The bastide was one of those tiny houses frequented in summer by the Provençals of town and country in search of fresh air. The Abbé had rented this retreat in the middle of a field, five minutes’ walk from the presbytery, which was too small and enclosed in the centre of the parish, right up against the church.
Even in summer he did not live regularly at the cottage: he only went there occasionally for a few days to be amongst the fields and trees and to do some pistol-practice.
“Yes, my friend,” said the priest. “I am very comfortable there.”
The low dwelling, looking as if it had grown like a Provençal mushroom, appeared among the trees. It was painted pink, its surface being speckled over with stripes and spots, split up into little bits by the olive leaves and branches from the trees in the open field.
At the same moment they saw a tall woman moving about in front of the door, getting the little dinner-table ready as she went backwards and forwards, with methodical leisureliness setting the cloth for one, a plate, table-napkin, piece of bread, and glass. She had on the little cap worn by the women of Arles: a pointed cone of black silk or velvet from which grows a white starched mushroom.

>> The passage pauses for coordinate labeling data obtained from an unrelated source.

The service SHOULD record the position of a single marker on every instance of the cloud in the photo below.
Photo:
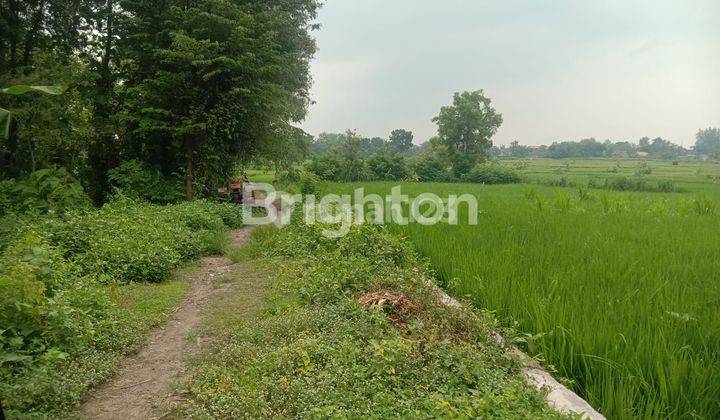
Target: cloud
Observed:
(555, 70)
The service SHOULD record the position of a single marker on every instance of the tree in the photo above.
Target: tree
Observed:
(6, 116)
(239, 75)
(466, 129)
(401, 140)
(708, 142)
(519, 151)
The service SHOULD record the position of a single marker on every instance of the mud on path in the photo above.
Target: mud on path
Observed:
(141, 389)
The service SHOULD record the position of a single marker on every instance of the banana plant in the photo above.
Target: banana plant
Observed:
(5, 115)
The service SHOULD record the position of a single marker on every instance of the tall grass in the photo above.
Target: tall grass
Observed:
(621, 291)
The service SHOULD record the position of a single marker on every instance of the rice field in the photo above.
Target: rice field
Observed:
(690, 176)
(618, 292)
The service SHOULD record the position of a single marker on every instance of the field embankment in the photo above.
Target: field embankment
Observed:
(353, 328)
(617, 291)
(80, 290)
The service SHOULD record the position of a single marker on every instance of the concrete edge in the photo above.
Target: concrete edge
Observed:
(559, 396)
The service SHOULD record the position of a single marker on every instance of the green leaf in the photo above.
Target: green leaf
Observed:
(4, 123)
(23, 89)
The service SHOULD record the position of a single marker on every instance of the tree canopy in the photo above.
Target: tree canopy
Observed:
(188, 88)
(466, 128)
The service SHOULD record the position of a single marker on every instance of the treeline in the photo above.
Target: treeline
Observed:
(458, 153)
(707, 146)
(184, 89)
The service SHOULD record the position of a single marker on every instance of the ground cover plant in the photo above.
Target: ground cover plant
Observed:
(352, 328)
(617, 291)
(691, 176)
(76, 292)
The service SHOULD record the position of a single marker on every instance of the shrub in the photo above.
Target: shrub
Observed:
(431, 169)
(46, 190)
(137, 180)
(309, 183)
(46, 308)
(130, 241)
(491, 173)
(643, 169)
(383, 167)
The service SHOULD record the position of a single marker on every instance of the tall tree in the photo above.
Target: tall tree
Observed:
(466, 129)
(401, 140)
(708, 142)
(239, 74)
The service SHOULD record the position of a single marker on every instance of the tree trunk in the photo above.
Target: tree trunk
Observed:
(189, 171)
(30, 36)
(103, 152)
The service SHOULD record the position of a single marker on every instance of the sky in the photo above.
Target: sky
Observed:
(556, 70)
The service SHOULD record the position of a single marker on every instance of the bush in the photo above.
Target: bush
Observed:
(137, 180)
(309, 183)
(316, 351)
(131, 241)
(43, 191)
(431, 169)
(491, 173)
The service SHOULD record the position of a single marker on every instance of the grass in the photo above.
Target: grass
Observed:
(617, 291)
(698, 177)
(313, 351)
(58, 388)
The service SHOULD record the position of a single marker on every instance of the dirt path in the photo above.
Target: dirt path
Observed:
(141, 389)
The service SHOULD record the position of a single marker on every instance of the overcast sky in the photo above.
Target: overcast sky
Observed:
(556, 70)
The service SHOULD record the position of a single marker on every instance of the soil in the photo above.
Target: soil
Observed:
(142, 387)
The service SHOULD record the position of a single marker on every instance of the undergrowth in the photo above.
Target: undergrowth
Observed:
(65, 279)
(315, 351)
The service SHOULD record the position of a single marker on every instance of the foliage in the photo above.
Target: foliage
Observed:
(400, 140)
(186, 88)
(46, 190)
(6, 116)
(491, 173)
(466, 129)
(55, 387)
(604, 282)
(309, 183)
(315, 352)
(708, 142)
(46, 309)
(64, 322)
(431, 169)
(135, 179)
(383, 167)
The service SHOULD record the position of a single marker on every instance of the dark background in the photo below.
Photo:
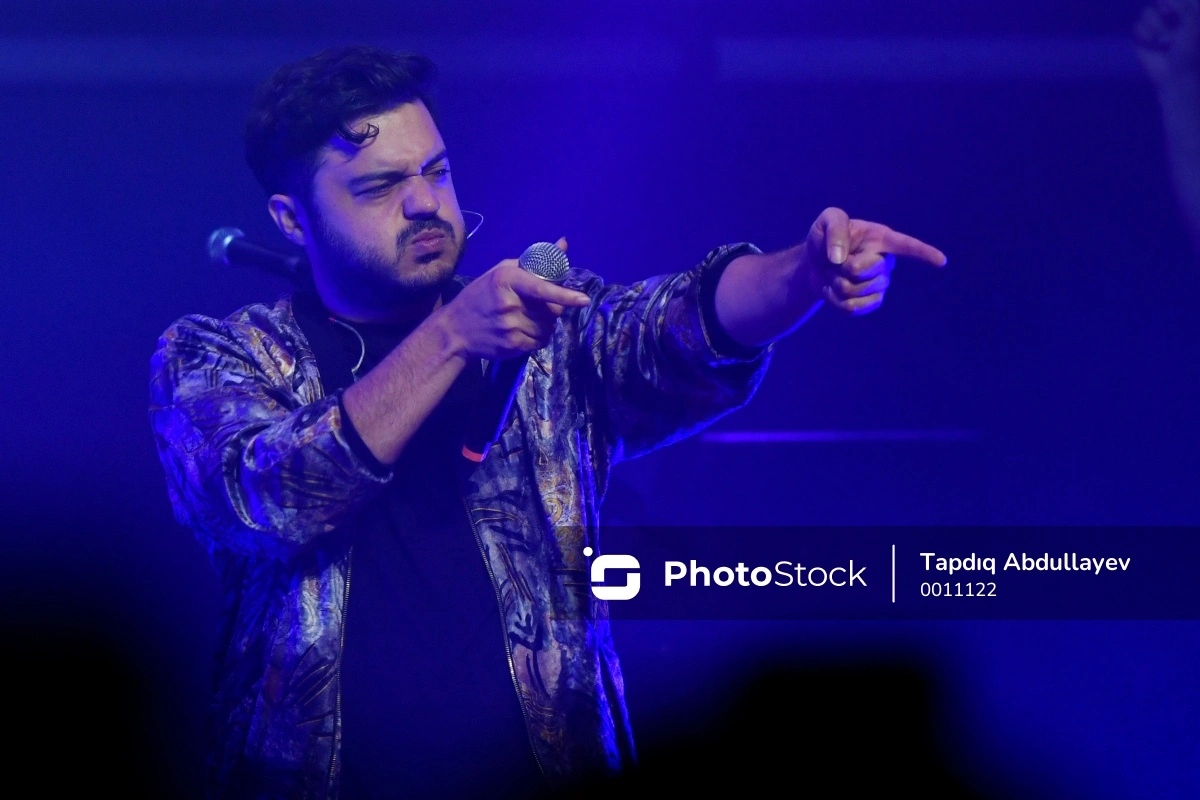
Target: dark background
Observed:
(1059, 344)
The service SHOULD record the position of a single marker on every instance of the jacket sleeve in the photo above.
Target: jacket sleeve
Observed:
(255, 463)
(657, 368)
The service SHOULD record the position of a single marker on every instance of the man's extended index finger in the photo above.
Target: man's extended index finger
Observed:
(903, 245)
(531, 287)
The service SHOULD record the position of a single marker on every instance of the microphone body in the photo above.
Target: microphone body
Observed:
(504, 376)
(229, 246)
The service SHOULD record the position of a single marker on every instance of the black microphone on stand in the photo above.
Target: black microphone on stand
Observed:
(229, 246)
(504, 376)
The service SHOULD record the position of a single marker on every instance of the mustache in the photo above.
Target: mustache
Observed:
(424, 226)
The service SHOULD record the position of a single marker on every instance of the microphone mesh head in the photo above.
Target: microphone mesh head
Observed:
(545, 260)
(219, 244)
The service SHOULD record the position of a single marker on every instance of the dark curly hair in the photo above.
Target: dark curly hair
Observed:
(304, 104)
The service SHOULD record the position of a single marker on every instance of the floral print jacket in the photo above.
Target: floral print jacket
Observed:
(259, 467)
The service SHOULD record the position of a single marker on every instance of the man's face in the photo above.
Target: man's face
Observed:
(384, 217)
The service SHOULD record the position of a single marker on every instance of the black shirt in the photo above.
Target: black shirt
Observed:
(429, 703)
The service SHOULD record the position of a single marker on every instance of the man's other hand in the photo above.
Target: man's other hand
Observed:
(850, 260)
(1168, 40)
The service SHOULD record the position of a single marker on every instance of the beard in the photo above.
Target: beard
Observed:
(367, 277)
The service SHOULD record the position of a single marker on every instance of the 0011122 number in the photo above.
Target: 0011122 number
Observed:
(979, 589)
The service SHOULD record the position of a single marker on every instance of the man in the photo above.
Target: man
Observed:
(315, 444)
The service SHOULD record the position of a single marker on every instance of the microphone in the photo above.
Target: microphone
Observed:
(229, 246)
(503, 376)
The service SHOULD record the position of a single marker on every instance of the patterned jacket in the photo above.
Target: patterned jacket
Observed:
(259, 467)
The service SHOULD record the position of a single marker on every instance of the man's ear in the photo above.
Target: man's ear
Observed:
(289, 217)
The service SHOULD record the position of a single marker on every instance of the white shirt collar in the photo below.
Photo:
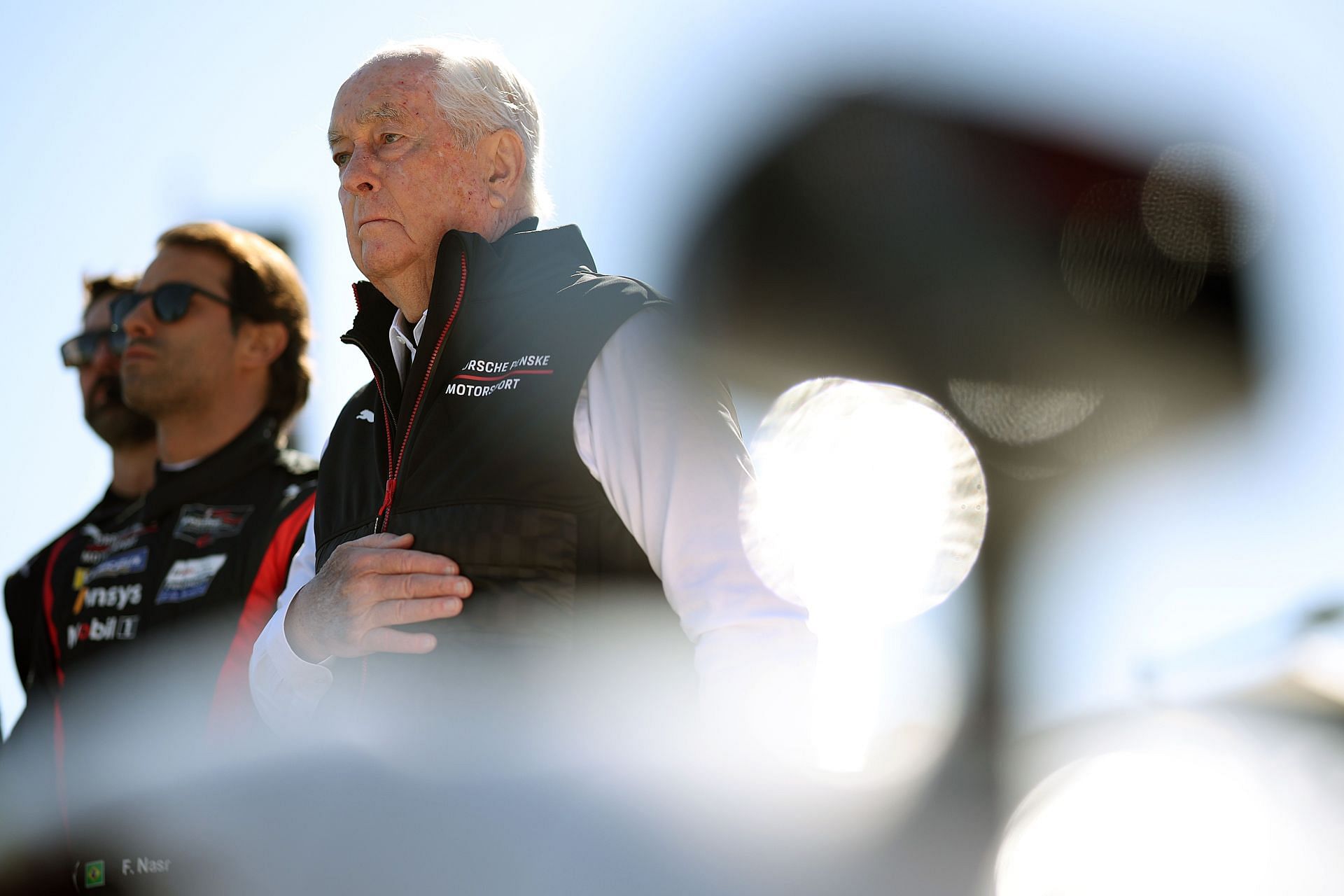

When the Abbé was within hearing distance, he called out:
“Eh, Marguerite?”
She stopped to look round and, recognising her master, said:
“Oh, it’s you, your Reverence?”
“Yes, I am bringing a good haul, you must grill me a catfish at once, cooked in butter, only butter, you hear?”
The servant, who had come to meet the two men, examined the fish the sailor was carrying, with an expert eye.
“But we have already got a chicken cooked with rice.”
“Never mind that, tomorrow’s fish is not as good as fish fresh from the sea. I am going to have a really choice meal, it does not often happen; moreover, it is not a great sin.”
The servant picked out the fish and, as she was carrying it away, turned round:
“A man has been here three times to see you, your Reverence.”
Showing no interest, he asked:
“A man! What kind of man?”
“Well, the kind of man whose looks do not recommend him.”
“What! a beggar?”
“Perhaps, I don’t know. I rather think he is a maoufatan.”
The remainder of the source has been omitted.